Seit dem 11. März 2024 gilt in der EU die neue F-Gas-Verordnung (2024/573). Diese schränkt den Einsatz und Verkauf fluorierter Treibhausgase (F-Gase) in synthetischen Kältemitteln schrittweise ein.

Jahr

Wärmepumpen-Typ (bis 12 kW)

Was ist verboten?

ab 2025

Mono-Splitsysteme mit weniger als 3 kg Kältemittel-Füllmenge

F-Gase mit GWP ≥ 750

ab 2027

Monoblock, Splitsysteme (Luft-Wasser)

Kältemittel mit GWP ≥ 150

ab 2029

Splitsysteme (Luft-Luft)

Kältemittel mit GWP ≥ 150

ab 2032

Monoblock

Alle F-Gase verboten

ab 2035

Splitsysteme

Alle F-Gase verboten

ab 2050

Alle Geräte

Alle F-Gase verboten

Seit 2025 ist der Vertrieb von Kältemitteln mit einem GWP-Wert über 750 unzulässig. Ab 2027 ist der Verkauf von Monoblock- und Luft-Wasser-Wärmepumpen in Split-Bauweise untersagt, sofern die Geräte F-Gase mit einem GWP über 150 enthalten. Ab 2029 gilt das Verbot auch für Luft-Luft-Wärmepumpen. Ab 2032 sind alle F-Gase bei Monoblock- und ab 2035 bei Split-Wärmepumpen nicht erlaubt. Bis 2050 soll die Verwendung von Geräten mit F-Gasen vollständig verboten sein.

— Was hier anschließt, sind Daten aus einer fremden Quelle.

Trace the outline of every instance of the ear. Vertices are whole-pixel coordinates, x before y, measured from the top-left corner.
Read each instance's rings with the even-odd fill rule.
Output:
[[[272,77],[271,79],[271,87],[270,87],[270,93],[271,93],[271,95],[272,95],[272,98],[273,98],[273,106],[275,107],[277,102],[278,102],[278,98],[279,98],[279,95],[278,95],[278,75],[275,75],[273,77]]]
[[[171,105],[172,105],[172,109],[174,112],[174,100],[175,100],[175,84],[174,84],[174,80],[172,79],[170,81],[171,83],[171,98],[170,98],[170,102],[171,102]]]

Während Wärmepumpen mit synthetischen Kältemitteln also nicht zukunftsfähig sind, bleiben Wärmepumpen mit Propan langfristig einsetzbar.

Hohe Effizienz und gute thermodynamische Eigenschaften

R290 verfügt über sehr gute thermodynamische Eigenschaften, es kann Wärme also sehr gut aufnehmen und wieder abgeben. Dadurch arbeiten Propan-Wärmepumpen äußerst effizient. Sie erreichen Energieeffizienzklassen bis A+++ sowie Jahresarbeitszahlen (JAZ) von 4 und mehr. Das bedeutet, dass sie aus einer Kilowattstunde Strom circa vier Kilowattstunden Wärme gewinnen. Propan-Wärmepumpen haben somit einen Wirkungsgrad von 400 Prozent oder mehr.

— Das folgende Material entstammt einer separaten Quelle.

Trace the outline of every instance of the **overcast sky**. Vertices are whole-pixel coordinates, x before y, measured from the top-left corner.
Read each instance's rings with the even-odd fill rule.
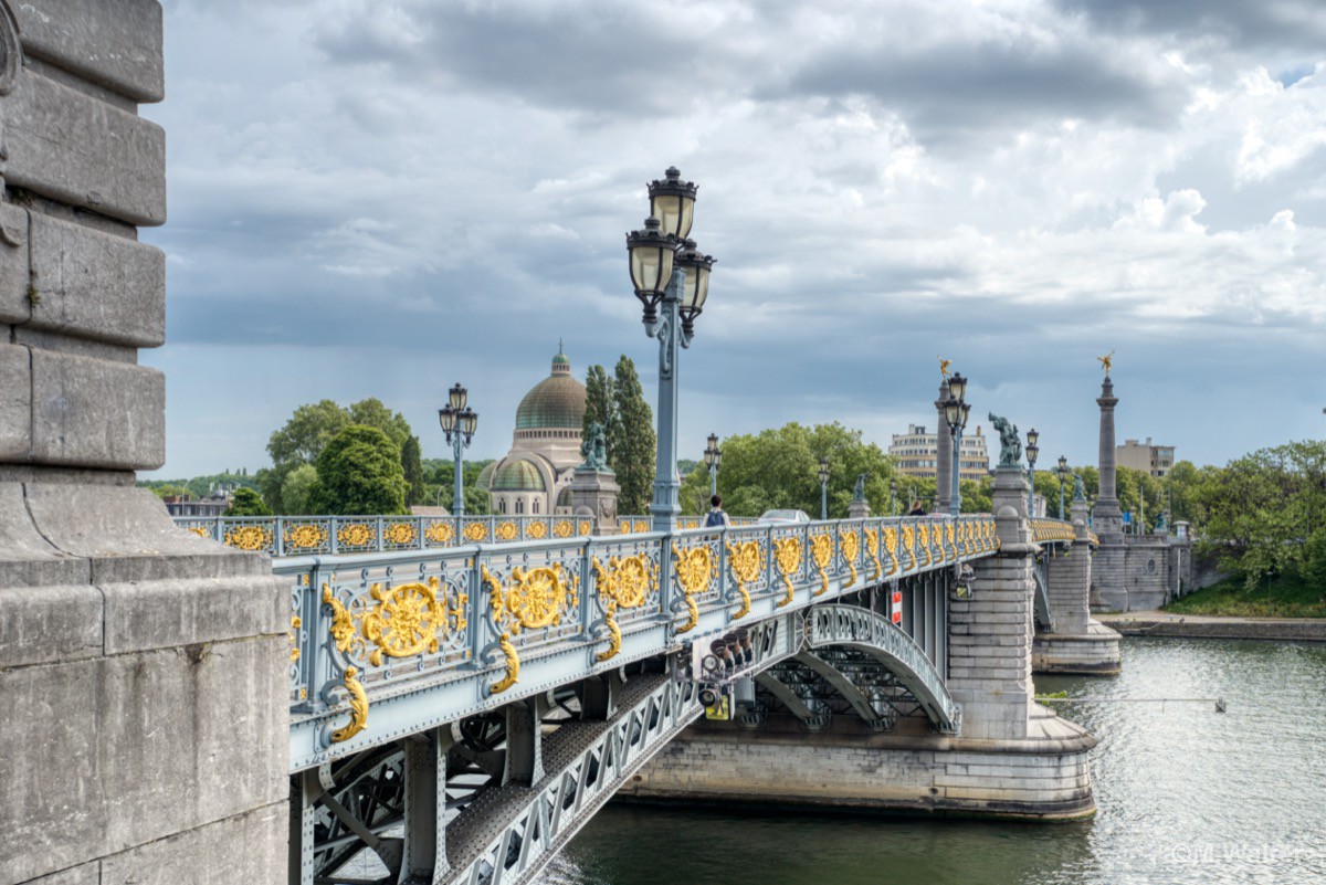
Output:
[[[268,462],[382,399],[426,457],[453,382],[511,444],[565,338],[656,395],[623,233],[700,185],[717,257],[682,452],[934,427],[937,356],[1041,431],[1225,462],[1326,428],[1318,0],[166,0],[167,465]]]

R290 ermöglicht auch bei eisigen Außentemperaturen einen effizienten Betrieb. Es sind hohe Vorlauftemperaturen von bis zu 75 °C möglich. Daher müssen die klassischen Heizkörpern nicht unbedingt gegen eine Flächenheizung eingetauscht werden. Propan-Wärmepumpe eignen sich somit sowohl für den Neubau als auch für den Altbau.

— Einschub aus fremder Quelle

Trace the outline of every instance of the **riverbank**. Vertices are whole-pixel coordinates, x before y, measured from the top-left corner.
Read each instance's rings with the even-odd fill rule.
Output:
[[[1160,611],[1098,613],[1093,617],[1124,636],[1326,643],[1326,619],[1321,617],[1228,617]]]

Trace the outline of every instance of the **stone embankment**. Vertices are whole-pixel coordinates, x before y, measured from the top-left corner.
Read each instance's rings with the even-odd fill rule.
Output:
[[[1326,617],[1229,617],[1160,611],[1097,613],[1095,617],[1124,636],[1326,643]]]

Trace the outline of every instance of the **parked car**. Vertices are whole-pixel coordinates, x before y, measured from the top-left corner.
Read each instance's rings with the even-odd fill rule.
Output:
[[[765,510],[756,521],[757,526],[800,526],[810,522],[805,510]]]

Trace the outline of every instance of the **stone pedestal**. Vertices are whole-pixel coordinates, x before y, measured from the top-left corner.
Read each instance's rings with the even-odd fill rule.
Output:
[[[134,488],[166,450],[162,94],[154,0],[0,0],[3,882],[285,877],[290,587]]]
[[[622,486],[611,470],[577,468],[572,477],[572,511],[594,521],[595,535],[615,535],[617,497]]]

Wärmepumpen-Förderung für natürliche Kältemittel

Sie erhalten eine höhere Wärmepumpen-Förderung, wenn Sie ein natürliches Kältemittel wie R290 wählen. Im Rahmen der Bundesförderung für effiziente Gebäude (BEG) profitieren Sie beim Heizungstausch vom Effizienzbonus: Es gibt 5 Prozent zusätzlich zur Grundförderung von 30 Prozent. In Kombination mit weiteren Boni können Sie bis zu 70 Prozent Förderung für Ihre Propan Wärmepumpe bekommen.

Nachteile und Risiken einer Propan-Wärmepumpe

Brennbarkeit des Kältemittels R290 – was bedeutet das für die Sicherheit?

Propan ist ein ungiftiges, aber brennbares Gas. Das Kältemittel R290 gehört zur Sicherheitsklasse A3 (leicht entflammbar). Wenn es austritt und mit einer Zündquelle in Kontakt kommt, kann es zu einem Brand oder einer Explosion kommen. Dieses Risiko ist aber sehr gering.

Eine Propan-Wärmepumpe ist so gebaut, dass im Normalfall kein Kältemittel austreten kann. Das Kältemittel befindet sich in einem hermetisch, also luftdicht, abgeschlossenen Kreislauf.

Dennoch ist Vorsicht im Umgang mit der Wärmepumpe gefragt. Die Sicherheitshinweise des Herstellers müssen beachtet werden. Sie sollten beispielsweise nicht in die Wärmepumpe bohren oder in das Gehäuse einstechen. Die Installation, Inbetriebnahme und Wartung einer Wärmepumpe mit dem Kältemittel Propan müssen zertifizierte Fachleute durchführen. Die richtige Fachfirma finden Sie z. B. über ein Vermittlungsportal wie Aroundhome.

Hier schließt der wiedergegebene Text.